Back in the summer of 1982 we took a family vacation to Southern California. It is probably one of the most memorable trips we ever took as kids in part because it was the only time we went to California, and because I was 12 (almost 13) at the time. We saw our new Uncle Sterling. I hung out at a country club with a relative of one of our neighbors who used to spend part of her summer in Paramus, went to Disneyland, the beach, and La Brea Tar Pits. The trip the took an eastern turn via Houston to Denver to visit Aunt Barbara and Uncle Allen when they lived there.

Fast forward about 30 years. Ashley became a big Flintstones fan. There is an episode where they reference the La Brea Tar Pits. In trying to dredge up my memories I just could not do the place justice. How often do you find an archaeological dig in the middle of a huge metropolitan city?

As we were making our plans for the trip, I told my sister Rebecca's ST-END Sue that we were thinking of going to the tar pits. Turns out, that is one of her favorite sites. We made plans to meet there after the Wonderland 10K (and a shower). Unfortunately life got in the way, and Sue and HIM could not meet us. We still had a good time.

We learned:
1) There are no dinosaurs in the Tar Pits. Go figure! The dinosaurs became extinct 65 million years, back when Los Angeles was still covered by the ocean. The Tar Pits are only 50,000 years old.

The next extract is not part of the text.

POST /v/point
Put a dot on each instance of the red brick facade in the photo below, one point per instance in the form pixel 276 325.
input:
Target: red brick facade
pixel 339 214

2) There is no "tar" nor "pits." They are really bubbles of crude oil. 
3) The tar pits are still trapping small animals on hot days.

4) They are still digging up remains and studying them.

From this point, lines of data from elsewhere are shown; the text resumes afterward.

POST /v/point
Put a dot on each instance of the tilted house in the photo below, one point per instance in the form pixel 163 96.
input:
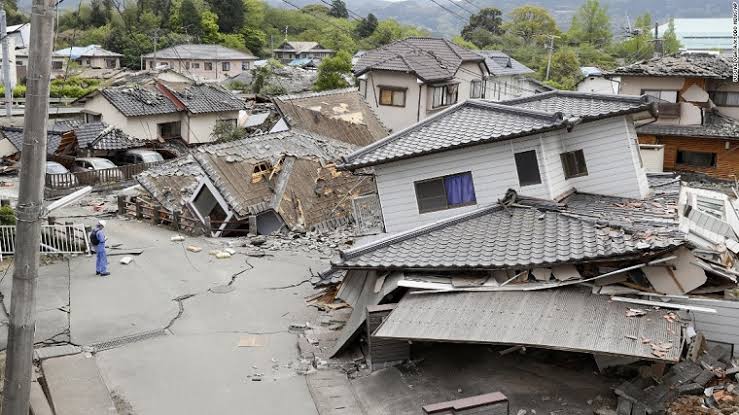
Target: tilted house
pixel 161 111
pixel 544 146
pixel 411 79
pixel 341 114
pixel 266 182
pixel 698 107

For me the neatest part of the exhibit was being able to watch scientists at work in Fishbowl Lab. I can't imagine working while people stare at me, but on the other hand jobs in archaeology are rare, so maybe the scientists don't mind as much. The room looked like a step back in time. Funding, as you can surely guess, is a big issue.

Though it would have been a treat to listen to Ragtime Alan play that day (he was a last minute substitute pianist at Coke Corner), my legs and body appreciated the slower day so I could rest up for the Disneyland Half Marathon the next day.